[tz] What license IANA is intending to distribute the timezone database under, BSD or public domain

Marshall Eubanks marshall.eubanks at gmail.com
Sat Dec 3 14:20:28 UTC 2011


On Fri, Dec 2, 2011 at 7:36 PM, Kevin H <kjhdb2011 at gmail.com> wrote:
> The reason I was asking about BSD license was because of a reference in the
> following document:
>
> http://tools.ietf.org/html/draft-lear-iana-timezone-database-04
>
> where it mentions it in conjunction with the code components of the timezone
> database.

No, it doesn't. The only reference to BSD in
draft-lear-iana-timezone-database-04
 is the current standard IETF Trust boilerplate for all IETF
documents. The relevant text says

   Code Components extracted from this document must
   include Simplified BSD License text as described in Section 4.e of
   the Trust Legal Provisions and are provided without warranty as
   described in the Simplified BSD License.

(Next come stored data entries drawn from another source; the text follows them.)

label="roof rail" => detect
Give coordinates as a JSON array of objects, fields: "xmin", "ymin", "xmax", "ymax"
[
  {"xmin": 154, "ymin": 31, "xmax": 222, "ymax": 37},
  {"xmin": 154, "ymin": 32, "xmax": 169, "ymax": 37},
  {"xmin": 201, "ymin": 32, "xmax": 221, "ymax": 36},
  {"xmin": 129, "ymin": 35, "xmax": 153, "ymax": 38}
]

There are, as far as I can tell, no code components of any sort
included _in the text of draft-lear-iana-timezone-database-04_, and so
no code components to which this applies. (That is what that section
is intended to handle, and all it is intended to handle.)  Later on,
in Section 6, there is

   Currently the maintainer of the TZ database also maintains reference
   code, most of which is public domain.  Several files from this
   software are currently distributed under license.  Where they exist,
   licenses SHALL NOT be changed.  IANA SHALL allow for the downloading
   of this reference code.

And in Section 7

7.  Database Ownership

   The TZ database itself is not an IETF Contribution or an IETF
   Document.  Rather it is a pre-existing and regularly updated work
   that is in the public domain, and is intended to remain in the public
   domain.  Therefore, BCP 78 and BCP 79 do not apply to the TZ Database
   or contributions that individuals make to it.  Should any claims be
   made and substantiated against the database, the IANA will act in
   accordance with all competent court orders.  No ownership claims will
   be made by IANA or the IETF Trust on the database or the code.  Any
   person making a contribution to the database or code waives all
   rights to future claims.

Future database and code contributions should be in the public domain.
 Existing code components
will be under whatever license they are currently in.


Regards
Marshall

>
> (I apologize for using fake name in the previous posting)
>
> Thanks
>
> On Fri, Dec 2, 2011 at 3:47 PM, David Magda <dmagda at ee.ryerson.ca> wrote:
>>
>> On Dec 2, 2011, at 17:36, Fake name wrote:
>>
>> > This question is intended for the people at IANA. I work for NetApp, and
>> > would like to know what license IANA is intending to distribute the
>> > timezone database under, BSD or public domain? BSD is referenced in some
>> > of
>> > the documentation, but in the past people were assuming this was in the
>> > public domain until the lawsuit occurred.
>>
>> SQLite was released into the public domain, and it seems this caused all
>> sorts legal confusion in certain companies and jurisdictions:
>>
>>        http://www.youtube.com/watch?v=giAMt8Tj-84&t=28m30s
>>
>> The current license is the public domain, so I'm not sure if it's possible
>> to change it (IANAL). It was necessary to do this because tzdata et al was
>> an official (?) function of a US Federal employee, and everything paid for
>> by US taxpayers has to be given back to them.